Only recently can I honestly say I accept my spouse the way he is.
I'm no longer interested in "changing" anything about him. That's the way he is. 

I go out of my way to say thank you when he does do something.
Just to be courteous. That is how you treat a good room-mate. Or a friend. Or a co-worker. And how I would want to be treated.

I guess if you can get past resentment, and not take it out on your partner, that's how life would be. It's a much more enjoyable life. 

But yes, it's a good thing to practice gratitude and appreciation. 
Even if you don't like the person you are living with.


----------



## ScaredandUnsure (Nov 17, 2011)

I accept my fiance for who he is. And I appreciate him very much. I would never try to change him, and I don't think he'd ever try to change me. I would hope, that if we had any problems, that we'd make changes together to improve our relationship. But never try to change him.


----------



## LovesHerMan (Jul 28, 2011)

Everyone has faults. The key is to choose a partner whose faults you can live with.

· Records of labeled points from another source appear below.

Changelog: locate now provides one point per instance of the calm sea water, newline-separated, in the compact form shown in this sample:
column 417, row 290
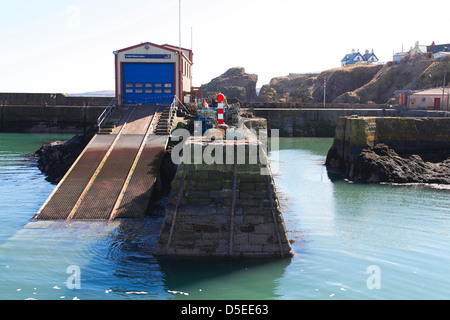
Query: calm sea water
column 352, row 241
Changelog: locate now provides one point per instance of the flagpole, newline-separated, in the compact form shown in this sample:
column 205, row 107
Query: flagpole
column 179, row 25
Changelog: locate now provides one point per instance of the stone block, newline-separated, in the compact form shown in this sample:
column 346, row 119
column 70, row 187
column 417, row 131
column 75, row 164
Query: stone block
column 209, row 185
column 265, row 228
column 261, row 238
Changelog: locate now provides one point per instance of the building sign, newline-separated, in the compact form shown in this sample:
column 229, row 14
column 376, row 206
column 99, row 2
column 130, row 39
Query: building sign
column 147, row 56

We do teach people how to treat us. If you ignore a partner's lack of effort in the marriage, then you are telling them that you will accept this behavior. I hate divorce, but unfortunately some people will not change unless they realize that their spouse is willing to divorce over a spouse who will not pull their weight in the relationship.


----------



## Mavash. (Jan 26, 2012)

It took me a long time to get to a place of acceptance. I was queen of blaming all my life problems on him. Turns out I should have been looking in the mirror instead.

So to answer your question...yes I now fully accept my husband just as he is.


----------